Conta um pouco da sua trajetória… Sempre morou em Paraty ou a arte e estilo de vida te levaram para lá? Faz 12 anos que moro em Paraty. É muito pouco para o tanto que a cidade me ofereceu e por tudo que conquistei nesse lugar. Minha carreira e minha vida podem ser percebidas de duas maneiras: antes e depois da chegada a Paraty. Dos 14 aos 19 anos, ainda autodidata, pintava e vendia minhas obras. Aos 19 anos, de uma só vez, consegui vender todos os trabalhos que tinha naquele momento. Peguei o dinheiro e me mudei para os Estados Unidos onde estudei desenho publicitário. Voltando ao Brasil, em 1980, parei de pintar por conta da crise no país e da tristeza por ter regressado. Entrei em uma profunda depressão e por vinte anos fiquei longe da pintura. Procurei outro trabalho e assim foi, até que passei a sentir falta de muita coisa na minha vida. Tinha a necessidade de viver o tempo de menino que perdi por conta da dureza da vida. Então, em meados dos anos 2000 comecei a pintar “sonhos de criança”. Eram figuras muito coloridas, arredondadas, sempre representando histórias infantis e coisas que me agradavam e me traziam a saudade de um tempo que eu não tinha vivido adequadamente quando criança. Essas obras são visualmente muito diferentes dos trabalhos que pinto atualmente, mas marcam a época da retomada de minha carreira artística. Até que no ano de 2004, me mudei para Paraty e abri um atelier, no qual pinto diariamente até hoje.

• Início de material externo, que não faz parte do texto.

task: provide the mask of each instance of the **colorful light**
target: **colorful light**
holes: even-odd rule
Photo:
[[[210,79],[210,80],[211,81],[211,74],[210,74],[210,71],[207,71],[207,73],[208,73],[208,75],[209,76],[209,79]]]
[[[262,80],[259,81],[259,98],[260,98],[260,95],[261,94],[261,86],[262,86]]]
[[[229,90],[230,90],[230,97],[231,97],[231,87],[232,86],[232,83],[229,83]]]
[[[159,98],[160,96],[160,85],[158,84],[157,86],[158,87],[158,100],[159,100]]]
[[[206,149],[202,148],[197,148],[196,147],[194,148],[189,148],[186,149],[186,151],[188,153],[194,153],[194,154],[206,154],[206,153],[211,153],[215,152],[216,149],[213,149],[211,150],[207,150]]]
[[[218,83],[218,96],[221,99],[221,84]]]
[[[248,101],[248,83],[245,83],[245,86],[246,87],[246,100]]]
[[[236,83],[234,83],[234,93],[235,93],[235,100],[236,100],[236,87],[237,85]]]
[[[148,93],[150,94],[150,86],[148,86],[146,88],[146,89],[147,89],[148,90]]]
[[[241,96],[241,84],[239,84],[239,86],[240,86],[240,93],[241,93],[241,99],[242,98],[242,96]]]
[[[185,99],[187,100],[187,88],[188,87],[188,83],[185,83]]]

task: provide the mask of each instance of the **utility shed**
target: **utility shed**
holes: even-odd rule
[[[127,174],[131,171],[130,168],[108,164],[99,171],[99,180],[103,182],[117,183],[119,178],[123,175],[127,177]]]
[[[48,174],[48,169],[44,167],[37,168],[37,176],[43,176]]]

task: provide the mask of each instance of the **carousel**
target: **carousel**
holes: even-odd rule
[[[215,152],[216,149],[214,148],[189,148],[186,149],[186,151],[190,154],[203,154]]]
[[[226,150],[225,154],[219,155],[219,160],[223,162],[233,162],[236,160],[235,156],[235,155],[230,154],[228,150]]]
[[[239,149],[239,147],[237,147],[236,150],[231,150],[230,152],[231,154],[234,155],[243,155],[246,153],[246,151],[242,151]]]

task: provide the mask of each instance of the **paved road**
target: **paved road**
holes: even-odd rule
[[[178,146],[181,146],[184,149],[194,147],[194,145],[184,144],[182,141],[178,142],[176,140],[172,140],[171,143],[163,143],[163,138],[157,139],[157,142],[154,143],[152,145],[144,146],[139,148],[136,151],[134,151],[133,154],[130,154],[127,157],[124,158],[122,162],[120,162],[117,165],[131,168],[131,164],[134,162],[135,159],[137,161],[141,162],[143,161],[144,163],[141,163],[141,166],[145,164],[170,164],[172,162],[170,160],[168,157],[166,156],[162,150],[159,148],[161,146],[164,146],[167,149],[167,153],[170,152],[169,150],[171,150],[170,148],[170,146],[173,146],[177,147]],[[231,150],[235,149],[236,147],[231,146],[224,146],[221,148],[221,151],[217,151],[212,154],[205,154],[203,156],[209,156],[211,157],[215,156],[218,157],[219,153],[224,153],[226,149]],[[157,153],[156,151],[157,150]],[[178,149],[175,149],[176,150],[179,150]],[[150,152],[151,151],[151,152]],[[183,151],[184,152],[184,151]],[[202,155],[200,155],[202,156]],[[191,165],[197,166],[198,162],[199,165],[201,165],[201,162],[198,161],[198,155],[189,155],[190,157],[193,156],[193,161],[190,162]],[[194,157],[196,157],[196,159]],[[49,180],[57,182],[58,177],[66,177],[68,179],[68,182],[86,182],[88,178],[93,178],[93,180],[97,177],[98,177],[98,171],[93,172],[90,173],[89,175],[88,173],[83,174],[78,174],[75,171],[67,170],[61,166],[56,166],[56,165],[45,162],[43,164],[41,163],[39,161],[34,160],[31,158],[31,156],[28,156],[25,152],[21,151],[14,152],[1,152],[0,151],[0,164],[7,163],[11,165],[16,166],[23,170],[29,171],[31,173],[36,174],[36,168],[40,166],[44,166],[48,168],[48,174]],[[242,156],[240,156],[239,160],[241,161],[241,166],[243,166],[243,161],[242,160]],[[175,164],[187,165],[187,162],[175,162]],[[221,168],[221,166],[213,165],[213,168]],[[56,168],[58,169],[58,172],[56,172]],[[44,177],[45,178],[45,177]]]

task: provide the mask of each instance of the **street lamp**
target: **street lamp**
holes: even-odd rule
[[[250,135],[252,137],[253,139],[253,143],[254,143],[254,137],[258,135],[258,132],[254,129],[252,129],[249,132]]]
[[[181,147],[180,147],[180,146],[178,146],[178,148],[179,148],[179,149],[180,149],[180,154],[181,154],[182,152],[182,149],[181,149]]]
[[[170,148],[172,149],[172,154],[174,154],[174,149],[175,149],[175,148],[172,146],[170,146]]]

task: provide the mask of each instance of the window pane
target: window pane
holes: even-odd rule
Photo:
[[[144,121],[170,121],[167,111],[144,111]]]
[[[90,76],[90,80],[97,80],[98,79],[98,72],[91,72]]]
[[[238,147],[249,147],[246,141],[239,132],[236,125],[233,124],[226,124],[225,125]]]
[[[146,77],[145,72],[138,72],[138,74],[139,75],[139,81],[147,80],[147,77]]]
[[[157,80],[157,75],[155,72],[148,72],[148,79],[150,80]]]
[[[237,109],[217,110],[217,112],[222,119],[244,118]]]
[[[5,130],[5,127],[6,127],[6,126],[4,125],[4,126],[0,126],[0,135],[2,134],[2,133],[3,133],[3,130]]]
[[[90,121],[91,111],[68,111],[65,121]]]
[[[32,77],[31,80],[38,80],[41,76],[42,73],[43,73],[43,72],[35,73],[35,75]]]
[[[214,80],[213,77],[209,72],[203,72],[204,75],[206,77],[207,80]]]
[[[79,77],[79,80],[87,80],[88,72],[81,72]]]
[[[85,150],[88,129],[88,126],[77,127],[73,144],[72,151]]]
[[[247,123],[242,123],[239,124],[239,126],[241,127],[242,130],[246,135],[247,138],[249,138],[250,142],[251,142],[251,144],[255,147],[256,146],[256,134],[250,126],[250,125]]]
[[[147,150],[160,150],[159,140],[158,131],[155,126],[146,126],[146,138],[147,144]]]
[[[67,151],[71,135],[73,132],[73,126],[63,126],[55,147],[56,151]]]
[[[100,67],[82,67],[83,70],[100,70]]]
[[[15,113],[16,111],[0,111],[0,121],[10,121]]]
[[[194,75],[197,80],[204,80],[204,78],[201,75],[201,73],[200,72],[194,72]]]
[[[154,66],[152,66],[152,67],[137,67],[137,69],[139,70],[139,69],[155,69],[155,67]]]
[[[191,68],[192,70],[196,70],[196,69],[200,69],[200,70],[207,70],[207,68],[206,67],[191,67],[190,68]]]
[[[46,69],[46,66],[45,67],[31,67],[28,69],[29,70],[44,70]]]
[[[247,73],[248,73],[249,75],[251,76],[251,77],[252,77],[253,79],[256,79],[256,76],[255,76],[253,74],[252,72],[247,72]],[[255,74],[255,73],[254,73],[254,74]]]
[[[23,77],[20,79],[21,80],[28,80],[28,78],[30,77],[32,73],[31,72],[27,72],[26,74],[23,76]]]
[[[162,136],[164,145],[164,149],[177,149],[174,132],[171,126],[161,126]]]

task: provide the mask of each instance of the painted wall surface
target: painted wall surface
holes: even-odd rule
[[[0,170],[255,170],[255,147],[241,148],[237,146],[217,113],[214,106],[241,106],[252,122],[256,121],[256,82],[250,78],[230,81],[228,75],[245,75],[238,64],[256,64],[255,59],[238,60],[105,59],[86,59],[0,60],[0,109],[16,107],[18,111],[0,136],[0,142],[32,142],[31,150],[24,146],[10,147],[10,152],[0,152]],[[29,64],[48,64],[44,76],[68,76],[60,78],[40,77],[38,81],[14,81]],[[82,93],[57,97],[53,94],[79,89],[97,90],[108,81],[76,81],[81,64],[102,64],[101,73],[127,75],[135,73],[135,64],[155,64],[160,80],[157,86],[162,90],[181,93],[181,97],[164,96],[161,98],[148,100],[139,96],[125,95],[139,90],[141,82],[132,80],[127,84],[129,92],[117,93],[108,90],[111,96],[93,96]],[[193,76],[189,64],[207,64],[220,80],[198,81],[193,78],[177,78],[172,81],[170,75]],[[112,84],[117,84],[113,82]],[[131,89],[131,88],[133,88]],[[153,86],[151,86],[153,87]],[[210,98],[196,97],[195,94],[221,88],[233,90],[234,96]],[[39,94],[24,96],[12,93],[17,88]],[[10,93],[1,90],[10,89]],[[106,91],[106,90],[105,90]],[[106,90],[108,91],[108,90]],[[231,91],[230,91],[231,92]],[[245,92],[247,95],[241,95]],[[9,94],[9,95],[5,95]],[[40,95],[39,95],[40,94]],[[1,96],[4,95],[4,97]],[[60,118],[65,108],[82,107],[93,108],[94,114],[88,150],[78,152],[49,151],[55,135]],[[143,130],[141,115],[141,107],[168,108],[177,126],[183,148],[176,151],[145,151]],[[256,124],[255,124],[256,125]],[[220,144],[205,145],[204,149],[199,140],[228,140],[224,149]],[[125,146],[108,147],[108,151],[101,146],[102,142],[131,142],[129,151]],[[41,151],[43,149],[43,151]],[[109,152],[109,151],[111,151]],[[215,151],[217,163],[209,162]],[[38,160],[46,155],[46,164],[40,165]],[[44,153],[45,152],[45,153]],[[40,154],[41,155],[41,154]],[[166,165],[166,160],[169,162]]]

Como surgiu a ideia para “Céu de Querubins”? E como chegou até a ideia da lona de caminhão? Há anos pinto sobre lonas de caminhão, usadas. Sou fascinado por histórias, e encontrei na lona um suporte carregado de tudo aquilo que acontece nas estradas. Cada marca, cada ponto de sujeira e cada remendo contam algo pra mim. Tudo isso me levou a pintar exclusivamente sobre lona, que, além do mais, ainda é visualmente linda. Isso começou a despertar em mim a vontade de viver uma história de caminhoneiro. Eu queria um dia seguir um caminhão e presenciar tudo que ele vivesse nas estradas. Me dei conta que a melhor maneira de fazer isso seria pintando uma lona inteira e cobrindo a carga de um caminhão real. Assim, eu e minha obra pegaríamos estrada Brasil afora. Mas ainda faltava a motivação pra tirar a ideia do papel. Até que meu filho, Daniel, veio trabalhar comigo e se encantou com a ideia. Nos unimos ao fotógrafo e documentarista Gustavo Massola e decidimos que dessa ideia sairia um filme. Encontramos um caminhoneiro que há anos faz o comercio de potes de barro entre o sertão e o sudeste brasileiro. Eles vivenciam diariamente a rotina das ceramistas da Bahia e passam por outras regiões incríveis do país, trocando e vendendo esses potes, que são usados para armazenar água. O roteiro do filme estava pronto. Faltava apenas eu pintar a lona e cobrir o caminhão. E assim foi. Nosso filme, é, na verdade, o registro de uma história vivida nas estradas brasileiras com uma pitada de arte.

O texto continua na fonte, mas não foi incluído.